You'll have heard about the super sewer, Thames Water's controversial plan to upgrade London's ability to deal with our poo. You'll probably have heard how it's going to add £80 a year to our water bills, cause disruption during the work, and possibly seen some reports about it being a colossal waste of money (£4.2bn) or, in a candidate for hyperbole of the year, Southwark council's leader calling a related planning decision "ludicrous and evil". But did you also know it's going to create three acres of public space along the river?
In much the same way as Victoria Embankment was created because of Bazalgette's Victorian sewer, several new bits of land will appear over the next decade — you can read more about them in the images above. (Fans of ventilation shafts will celebrate the addition of many more to the landscape.)

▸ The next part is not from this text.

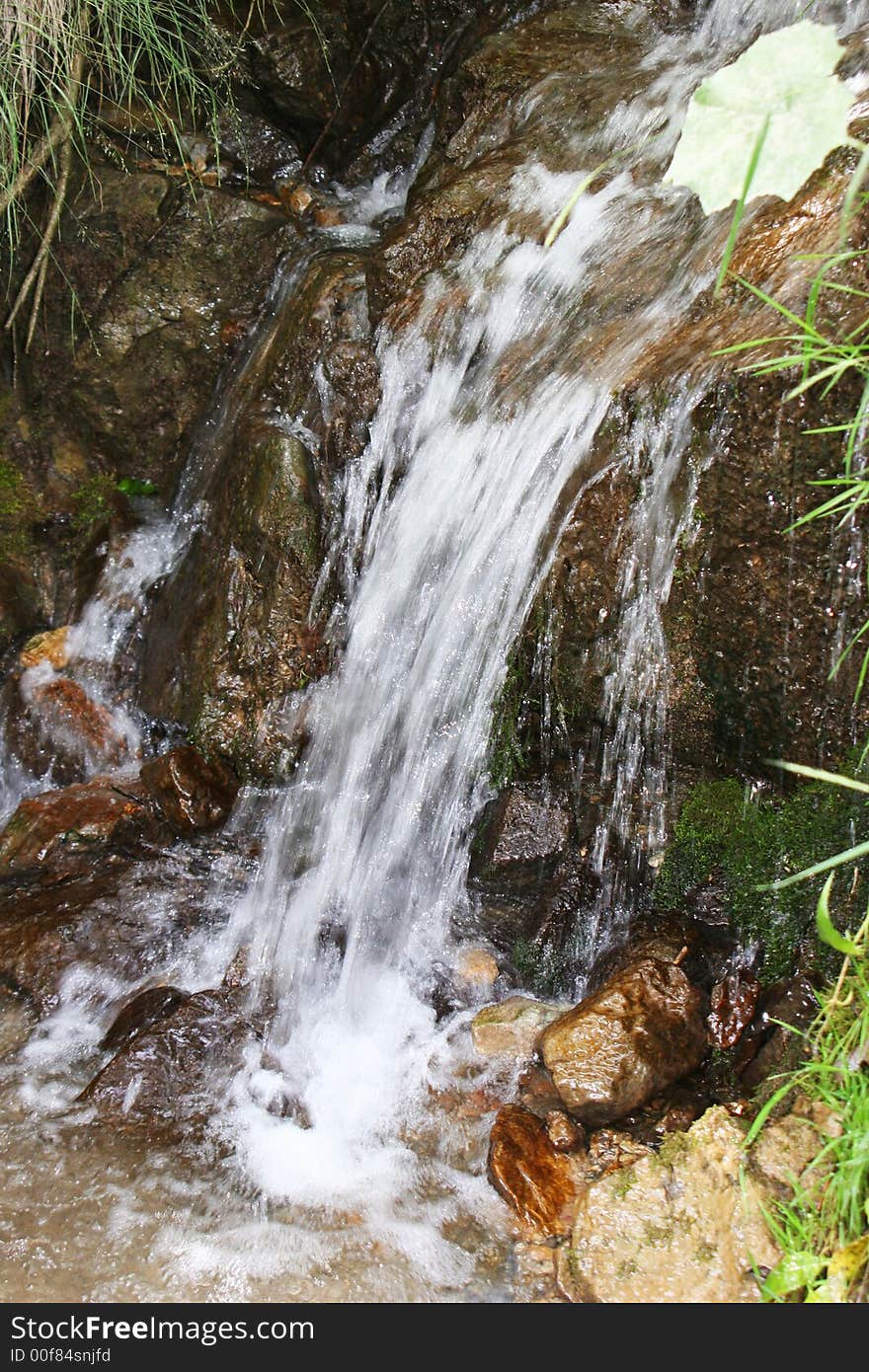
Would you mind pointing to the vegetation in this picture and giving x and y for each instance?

The sewer is needed because London's population is way over what Bazalgette had in mind — he designed for four million residents which, given the city's population at the time was two million, he doubtless thought was fine — but we're now at a record 8.6 million and counting. That's a lot of people using the loo and in 2013, 55m tonnes of storm sewerage ended up in the Thames because the system couldn't manage. Which is grim.
Planning permission for the super sewer (or the Thames Tideway Tunnel, to give it its posh name) was granted last year and financing is expected to be in place by summer. Assuming everything goes to plan, work will start in 2016 and be finished by 2023.